Imprevisível, e inevitável. Já falei aqui que sou pessimista e acho maravilhoso quem consegue fazer planos pra longo prazo quando nem se sabe o dia de amanhã. Pois é, a gente nunca vai saber. Uma hora você está rodeado de amigos, sorrindo, aquela rotina que parece que não vai acabar tão cedo, e de repente... acaba. Assim, sem mais nem menos, sem aviso prévio, sem uma preparação (como se fosse adiantar). E do nada, tudo o que era presente vira passado, e todas as palavras de consolo parecem inúteis. Parece que as diferenças somem porque está todo mundo sentindo a mesma dor, talvez só com intensidade diferente.

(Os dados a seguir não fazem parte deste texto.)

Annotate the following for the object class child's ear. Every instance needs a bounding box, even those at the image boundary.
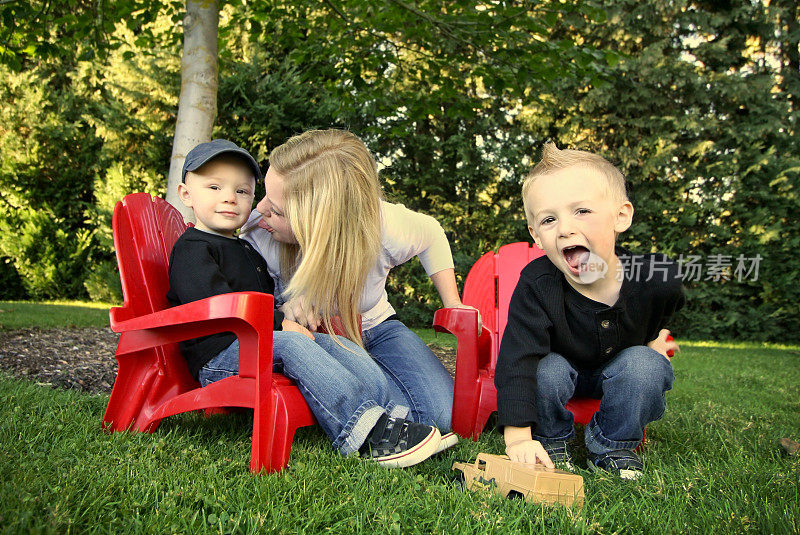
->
[614,201,633,234]
[528,225,542,249]
[178,182,192,208]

No começo parece tudo uma grande mentira bem contada – e seria tão bom que fosse! – mas tarda, porém cai a ficha, e mesmo pra quem não era tão próximo, aquela 'pecinha' do quebra-cabeça começa a fazer muita falta.

A gente não é nada.

Coisas lindas são ditas a todo o momento, as lembranças vêm espontaneamente, como filmes. Gostaria que estivessem (devem estar, acredito que sim) ouvindo todas elas. Seja de quem sempre reforçou isso, ou de quem não teve a oportunidade de dizer, mas nem por isso deixou de sentir. Por isso é bom sempre falar o que se sente logo, a tempo.

Só me vêm a cabeça três palavras: Nada a ver.

Impossível estar preparado.

(escrito em 5/11/2008)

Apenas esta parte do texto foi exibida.